When you picture a tomato plant, you most likely picture it outside. If you do think about indoor tomatoes, you might picture a greenhouse or a fancy hydroponics system. Houseplants are usually limited to flowers and small leafy plants. However, you can in fact grow your tomatoes indoors.
If you’re new to growing indoor crops, tomatoes are a relatively easy one to start with. The care of indoor tomatoes is similar to that of ones grown outdoors, except the plant is in a container. They’re an easy one to start out with, and you can even practice growing tomatoes indoors in winter!
As long as you have a well-lit space (or artificial grow lights), growing tomatoes indoors should be no trouble for you. Tomatoes are a self-pollinating plant — meaning they don’t need any help from insects, wind, gardeners, etc. By growing tomatoes indoors, you’ll be able to enjoy fresh-picked, homegrown tomatoes all year long — even in the winter!
The biggest thing to take note of in an indoor space is how large the tomato plant will get. There are tomato varieties that are better suited for growing on patios, and those may be the kind you want to choose if you plan on growing them exclusively indoors. However, if all you have is the standard tomato plant or seeds you can get at any store, it’s still possible to grow them indoors. You’ll just have to be more mindful of where you put them and how many you decide to grow.
Caring for your indoor tomatoes is simple. Here's what to do:
Step 1: Keep your tomatoes in a brightly lit place.
South-facing windows are ideal for nice evening light; however, if you have a more dimly lit space, and you still want to try growing tomatoes, it’s best to purchase some artificial grow lights (suited for vegetables) that will help your plants thrive!
Step 2: Fertilize your tomatoes once a week.
A liquid fertilizer is best for indoor plants, as that will allow the roots to directly absorb the nutrients without having to break anything down.
Step 3: Water your tomatoes when the top 2 inches of soil are dry.
Absolutely! With the right conditions, you’ll be able to grow thriving tomato plants indoors year-round. You can start with existing container tomato plants or grow them from seeds to prepare them for the springtime.
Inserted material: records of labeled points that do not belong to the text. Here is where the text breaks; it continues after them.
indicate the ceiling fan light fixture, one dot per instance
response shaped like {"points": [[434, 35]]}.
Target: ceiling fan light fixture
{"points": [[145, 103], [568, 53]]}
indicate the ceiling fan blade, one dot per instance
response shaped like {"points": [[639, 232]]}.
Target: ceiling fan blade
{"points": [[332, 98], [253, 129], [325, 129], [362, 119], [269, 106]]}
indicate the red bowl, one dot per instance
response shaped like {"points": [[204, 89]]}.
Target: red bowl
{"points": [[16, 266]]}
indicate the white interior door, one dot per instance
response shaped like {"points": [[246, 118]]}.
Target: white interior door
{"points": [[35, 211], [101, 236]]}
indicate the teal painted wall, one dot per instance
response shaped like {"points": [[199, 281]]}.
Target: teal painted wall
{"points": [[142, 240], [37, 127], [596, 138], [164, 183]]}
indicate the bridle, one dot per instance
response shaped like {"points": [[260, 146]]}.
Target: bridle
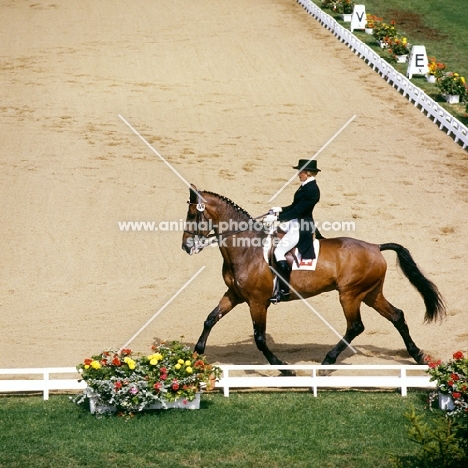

Caring for tomato plants during the winter is the same as any other time of the year, with only a few exceptions. Here's what to keep in mind:
Step 1: Keep your tomato plants warm and away from drafts.
This can be tricky, especially if your sunniest window has a draft. Keeping warm and getting the right amount of light are both important, so don't forget that you can compensate with a grow light.
Step 2: Choose a smaller tomato variety.
Varieties like the red robin tomato and the Florida petite tomato are well suited for smaller spaces.
Step 3: Select a variety that can be grown in a hanging environment, creating a dynamic plant while providing you with a fresh harvest.
When you're keeping your tomatoes indoors during the winter, you'll want a container that's spacious enough for the fruits to grow but small enough to fit inside of your home. Ideally, you'll want a planter that can hold at least 5 gallons of soil, and if needed, have room for a cage or a stake.
It's also crucial that the container has drainage holes at the bottom -- water-logged soil during the winter can kill a tomato plant. When it comes to the material, you can really choose any material. Just keep in mind that you'll need to water your plant more with a non-porous material like metal or plastic.
It depends on how you look at it. Tomatoes are typically a crop grown outdoors in warmer temperatures. This means that an outdoor garden can’t produce tomatoes once the cold settles in. That is the added benefit of growing and nurturing tomato plants indoors; however, the harvest is typically less than that of the outdoor crop (unless you’re growing in a greenhouse). This because there isn’t as much space indoors as there is outdoors, but still — fresh tomatoes in the winter are better than no fresh tomatoes at all.
If done right, you can start your winter season by extending your summer crop! By bringing the plants indoors (when possible), you’ll be able to keep your summer batch producing tomatoes for just a little bit longer while you set up your indoor space. Keep in mind these plants don’t produce tomatoes forever, so it will just be a small extension, and you will have to replace them with new plants when the time comes.